Nemmeno l'ingresso nell'età adulta, e nell'era di una coscienza ecologica diffusa, è servito a evitare il bombardamento di molecole indesiderate. La delicatezza del profumo di lavanda del suo shampoo era inquinata dalla presenza degli ftalati che fanno parte dei cosiddetti pops, le sostanze organiche e persistenti che possono causare perdita della fertilità e caduta del numero degli spermatozoi, danni al sistema riproduttivo, possibile cancro dei testicoli, delle ovaie o del seno. E un bel pranzetto a base di pesce poteva nascondere un involontario pieno di mercurio, un metallo pesante da cui è bene tenersi alla larga.

Più difficile invece identificare il cavallo di Troia attraverso cui sono passati i ritardanti di fiamma, sostanze che all'esterno del nostro corpo svolgono un utile lavoro di prevenzione, ma all'interno si trasformano in minaccia. I ritardanti di fiamma sono nascosti nei tappeti, nella plastica attorno ai televisori, nei materassi, nelle automobili, negli aerei. Introdotte una trentina di anni fa, queste sostanze hanno prodotto uno spray sottilissimo che è arrivato a contaminare i luoghi più lontani e inaccessibili: hanno sconvolto il ciclo vitale degli orsi polari e quello delle orche del Pacifico.
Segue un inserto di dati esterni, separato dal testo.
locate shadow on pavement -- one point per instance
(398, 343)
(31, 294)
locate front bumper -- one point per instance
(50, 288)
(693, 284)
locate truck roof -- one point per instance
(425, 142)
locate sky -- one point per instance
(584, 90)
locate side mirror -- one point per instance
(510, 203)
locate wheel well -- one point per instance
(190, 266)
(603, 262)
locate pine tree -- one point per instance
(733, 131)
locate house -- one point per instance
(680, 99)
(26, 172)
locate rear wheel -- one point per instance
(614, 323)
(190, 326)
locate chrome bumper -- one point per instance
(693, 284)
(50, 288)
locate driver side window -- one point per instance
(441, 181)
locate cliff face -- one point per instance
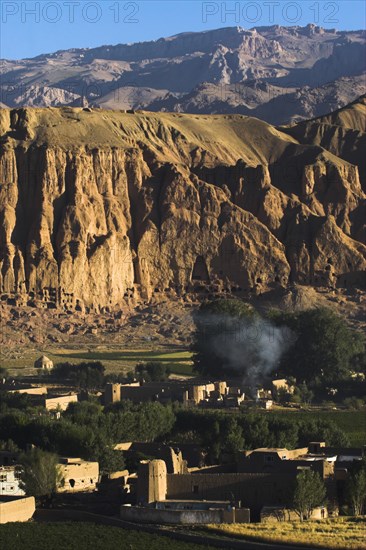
(103, 207)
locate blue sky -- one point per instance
(29, 28)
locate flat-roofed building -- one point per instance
(13, 509)
(10, 482)
(78, 475)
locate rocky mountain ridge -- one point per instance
(279, 74)
(102, 208)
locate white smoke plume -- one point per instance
(252, 348)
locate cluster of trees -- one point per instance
(319, 349)
(87, 430)
(219, 432)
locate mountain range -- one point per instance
(278, 74)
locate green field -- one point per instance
(353, 423)
(341, 533)
(82, 536)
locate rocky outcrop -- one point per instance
(103, 208)
(278, 74)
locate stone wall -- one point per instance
(19, 509)
(185, 517)
(253, 490)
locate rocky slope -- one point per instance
(100, 209)
(279, 74)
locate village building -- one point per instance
(32, 390)
(260, 484)
(77, 475)
(14, 509)
(60, 402)
(281, 385)
(43, 363)
(10, 482)
(188, 392)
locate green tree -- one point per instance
(324, 349)
(39, 475)
(3, 372)
(220, 322)
(356, 491)
(308, 494)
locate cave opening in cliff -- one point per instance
(200, 271)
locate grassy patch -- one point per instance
(340, 533)
(82, 536)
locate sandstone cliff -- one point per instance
(103, 207)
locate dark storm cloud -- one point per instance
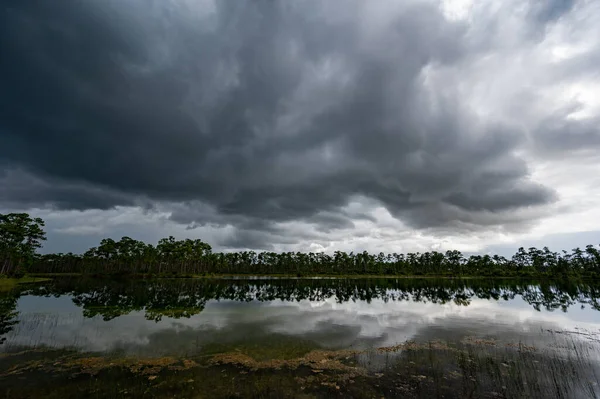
(255, 111)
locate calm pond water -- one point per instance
(320, 337)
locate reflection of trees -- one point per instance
(184, 298)
(8, 313)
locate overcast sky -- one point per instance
(316, 125)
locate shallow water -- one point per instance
(286, 319)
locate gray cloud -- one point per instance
(253, 113)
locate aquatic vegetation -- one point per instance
(472, 368)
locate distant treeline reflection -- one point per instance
(183, 298)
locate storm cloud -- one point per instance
(261, 114)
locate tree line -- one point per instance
(21, 236)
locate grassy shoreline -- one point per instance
(46, 276)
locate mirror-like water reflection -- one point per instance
(286, 320)
(163, 317)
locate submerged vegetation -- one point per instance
(237, 361)
(21, 235)
(156, 299)
(471, 368)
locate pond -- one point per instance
(300, 338)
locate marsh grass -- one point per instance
(564, 367)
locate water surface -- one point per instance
(286, 319)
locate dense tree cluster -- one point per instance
(20, 237)
(195, 257)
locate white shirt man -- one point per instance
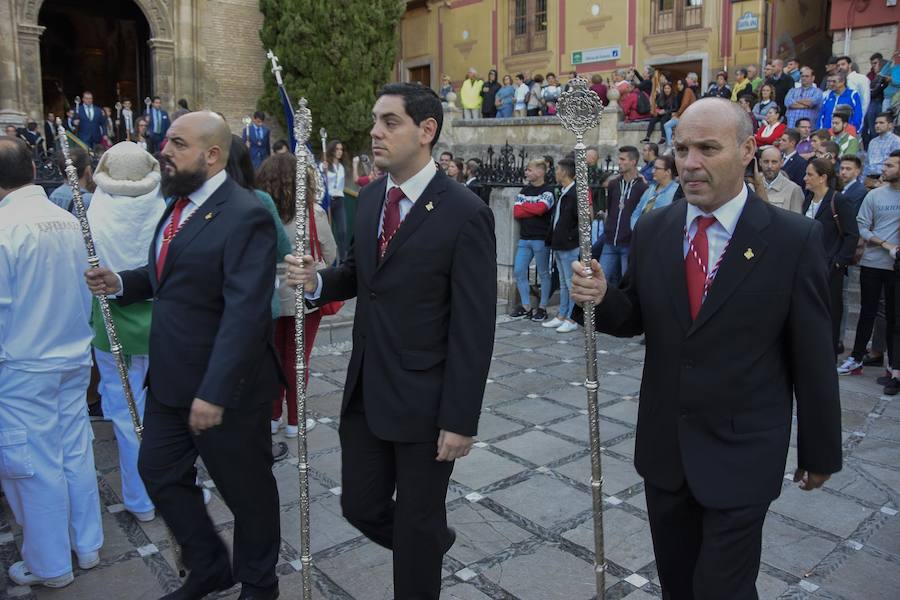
(48, 473)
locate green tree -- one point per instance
(336, 54)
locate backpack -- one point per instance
(643, 106)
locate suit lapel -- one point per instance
(196, 223)
(738, 262)
(671, 255)
(423, 207)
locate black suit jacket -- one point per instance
(423, 333)
(839, 242)
(211, 332)
(795, 169)
(717, 392)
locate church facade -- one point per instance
(205, 51)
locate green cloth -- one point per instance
(132, 325)
(283, 243)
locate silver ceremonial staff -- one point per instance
(115, 347)
(302, 126)
(579, 109)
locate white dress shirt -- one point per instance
(412, 188)
(719, 233)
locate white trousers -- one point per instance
(115, 408)
(47, 466)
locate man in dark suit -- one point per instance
(157, 124)
(423, 271)
(257, 137)
(726, 354)
(211, 273)
(793, 165)
(92, 127)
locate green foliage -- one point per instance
(336, 54)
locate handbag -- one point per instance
(329, 308)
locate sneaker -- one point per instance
(19, 573)
(851, 366)
(144, 517)
(89, 560)
(892, 387)
(873, 361)
(567, 327)
(521, 312)
(95, 412)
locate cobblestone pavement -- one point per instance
(521, 501)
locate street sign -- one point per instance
(596, 55)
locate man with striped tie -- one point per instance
(732, 295)
(211, 274)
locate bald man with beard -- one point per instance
(211, 274)
(732, 295)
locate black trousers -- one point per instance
(704, 553)
(238, 455)
(872, 282)
(414, 526)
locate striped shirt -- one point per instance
(803, 93)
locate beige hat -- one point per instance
(126, 169)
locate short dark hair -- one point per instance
(421, 103)
(80, 159)
(16, 165)
(567, 165)
(631, 151)
(852, 158)
(793, 135)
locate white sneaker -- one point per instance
(89, 560)
(851, 366)
(567, 327)
(143, 517)
(19, 573)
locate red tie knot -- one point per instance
(395, 195)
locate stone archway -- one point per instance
(29, 100)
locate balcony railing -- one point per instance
(676, 15)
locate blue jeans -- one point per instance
(564, 259)
(668, 127)
(614, 262)
(528, 249)
(339, 225)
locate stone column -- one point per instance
(10, 107)
(162, 57)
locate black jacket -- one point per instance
(717, 394)
(423, 333)
(211, 332)
(839, 242)
(565, 234)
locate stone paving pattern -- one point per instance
(521, 501)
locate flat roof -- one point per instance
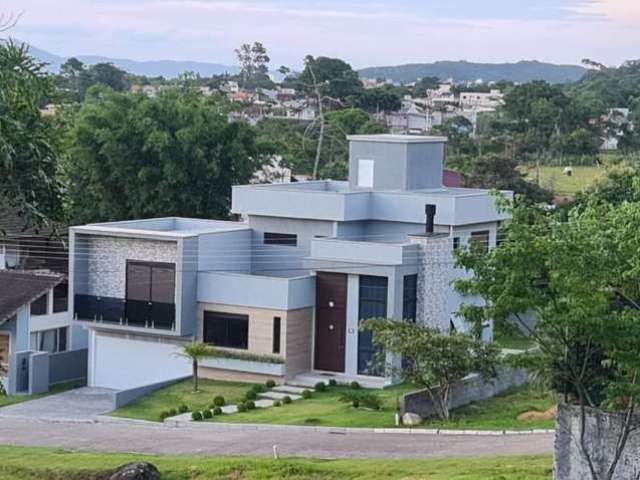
(166, 227)
(392, 138)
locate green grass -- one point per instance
(501, 412)
(6, 400)
(150, 406)
(19, 463)
(553, 179)
(326, 409)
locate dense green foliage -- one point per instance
(132, 156)
(28, 140)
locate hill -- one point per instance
(462, 71)
(150, 68)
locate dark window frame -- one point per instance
(277, 333)
(282, 239)
(225, 330)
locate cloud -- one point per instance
(363, 32)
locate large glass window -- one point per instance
(226, 330)
(372, 304)
(410, 297)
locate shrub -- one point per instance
(365, 399)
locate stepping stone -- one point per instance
(288, 389)
(279, 395)
(230, 409)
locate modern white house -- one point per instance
(282, 292)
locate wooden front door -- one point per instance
(331, 321)
(4, 355)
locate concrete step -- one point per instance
(279, 395)
(289, 389)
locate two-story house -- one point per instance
(284, 290)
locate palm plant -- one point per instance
(196, 351)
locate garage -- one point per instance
(121, 362)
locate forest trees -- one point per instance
(132, 156)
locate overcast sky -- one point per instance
(364, 32)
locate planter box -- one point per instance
(248, 366)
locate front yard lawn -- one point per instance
(501, 412)
(181, 393)
(20, 463)
(326, 409)
(6, 400)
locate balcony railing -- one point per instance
(118, 311)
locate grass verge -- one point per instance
(150, 406)
(6, 400)
(20, 463)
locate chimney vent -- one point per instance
(430, 211)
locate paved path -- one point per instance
(78, 404)
(159, 439)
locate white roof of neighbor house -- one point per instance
(168, 227)
(391, 138)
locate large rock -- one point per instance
(411, 419)
(136, 471)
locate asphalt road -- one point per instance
(152, 439)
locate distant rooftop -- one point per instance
(391, 138)
(169, 227)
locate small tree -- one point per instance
(433, 360)
(195, 352)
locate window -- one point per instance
(287, 239)
(60, 298)
(39, 306)
(52, 341)
(150, 294)
(365, 173)
(409, 297)
(372, 304)
(276, 334)
(226, 330)
(481, 238)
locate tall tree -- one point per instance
(175, 155)
(28, 155)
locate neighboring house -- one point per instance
(283, 292)
(33, 318)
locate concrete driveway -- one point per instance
(81, 404)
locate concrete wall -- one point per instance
(471, 389)
(602, 432)
(67, 366)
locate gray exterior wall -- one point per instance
(602, 431)
(284, 260)
(471, 389)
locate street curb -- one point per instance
(175, 423)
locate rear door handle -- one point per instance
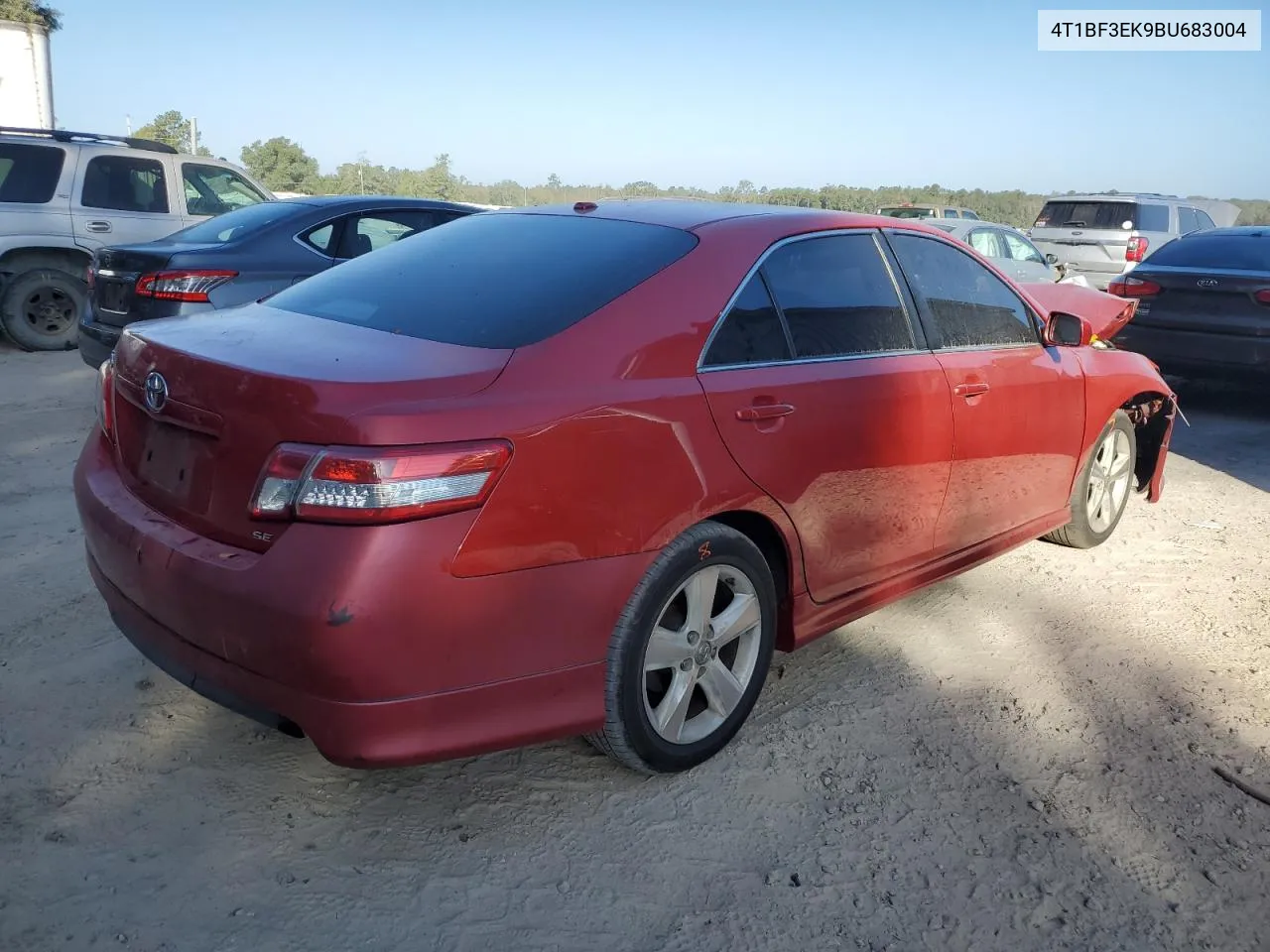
(763, 412)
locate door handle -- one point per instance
(763, 412)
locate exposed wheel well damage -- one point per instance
(763, 534)
(1151, 413)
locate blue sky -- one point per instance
(691, 93)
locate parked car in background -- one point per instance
(1203, 303)
(908, 209)
(1007, 248)
(1101, 236)
(391, 507)
(243, 257)
(66, 194)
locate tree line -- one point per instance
(284, 166)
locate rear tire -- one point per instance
(690, 653)
(1102, 489)
(41, 307)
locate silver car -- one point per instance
(1101, 236)
(1007, 248)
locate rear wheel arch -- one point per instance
(775, 546)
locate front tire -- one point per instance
(41, 307)
(690, 653)
(1102, 489)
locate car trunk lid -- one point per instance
(1211, 299)
(255, 377)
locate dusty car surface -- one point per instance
(580, 470)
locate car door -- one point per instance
(1017, 407)
(122, 197)
(375, 229)
(1025, 261)
(826, 398)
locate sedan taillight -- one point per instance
(377, 485)
(182, 286)
(1128, 286)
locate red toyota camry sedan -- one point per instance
(581, 470)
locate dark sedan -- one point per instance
(1203, 303)
(241, 257)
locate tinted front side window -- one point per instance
(1246, 253)
(126, 184)
(497, 281)
(970, 306)
(30, 175)
(837, 298)
(751, 331)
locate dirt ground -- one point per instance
(1016, 760)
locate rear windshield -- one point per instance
(1241, 253)
(908, 212)
(238, 223)
(30, 175)
(1107, 214)
(494, 281)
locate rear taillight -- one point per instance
(182, 286)
(375, 485)
(105, 398)
(1128, 286)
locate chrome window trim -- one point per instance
(874, 234)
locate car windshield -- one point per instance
(494, 281)
(1239, 253)
(238, 223)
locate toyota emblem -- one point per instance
(157, 391)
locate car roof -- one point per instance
(690, 214)
(353, 203)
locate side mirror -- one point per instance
(1069, 330)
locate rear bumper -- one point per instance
(1178, 350)
(359, 636)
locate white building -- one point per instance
(26, 76)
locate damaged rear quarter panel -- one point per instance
(1119, 379)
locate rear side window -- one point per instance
(837, 298)
(30, 175)
(1243, 253)
(751, 331)
(494, 281)
(125, 182)
(970, 306)
(239, 223)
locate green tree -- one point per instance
(32, 13)
(281, 164)
(173, 128)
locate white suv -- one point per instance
(1101, 236)
(64, 194)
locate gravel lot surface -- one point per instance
(1016, 760)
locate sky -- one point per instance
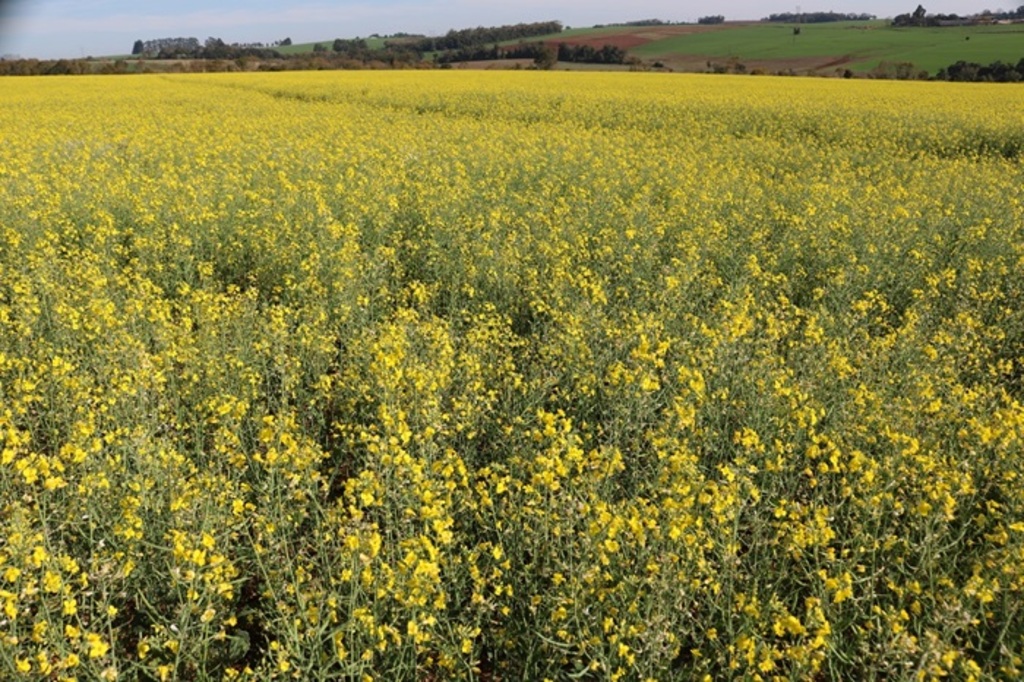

Ma cosa si può fare per ridurre il rischio chimico senza rinunciare ai vantaggi e alle sicurezze che la tecnologia offre? "Bisogna intervenire con rapidità perché per l'86 per cento dei 2.500 agenti chimici utilizzati in grande quantità non abbiamo sufficienti informazioni sugli effetti sanitari", risponde Maria Grazia Midulla, responsabile della campagna del Wwf. "Tra pochi giorni la Commissione Ambiente del Parlamento europeo avrà la possibilità di farlo: si dovrà pronunciare sull'obbligo di sostituzione delle sostanze più pericolose nei casi in cui già esistono dei sostituti, un passaggio della direttiva Reach sulla regolamentazione dei prodotti chimici. Sarà quella l'occasione per fare un passo in direzione di una sicurezza senza sacrifici".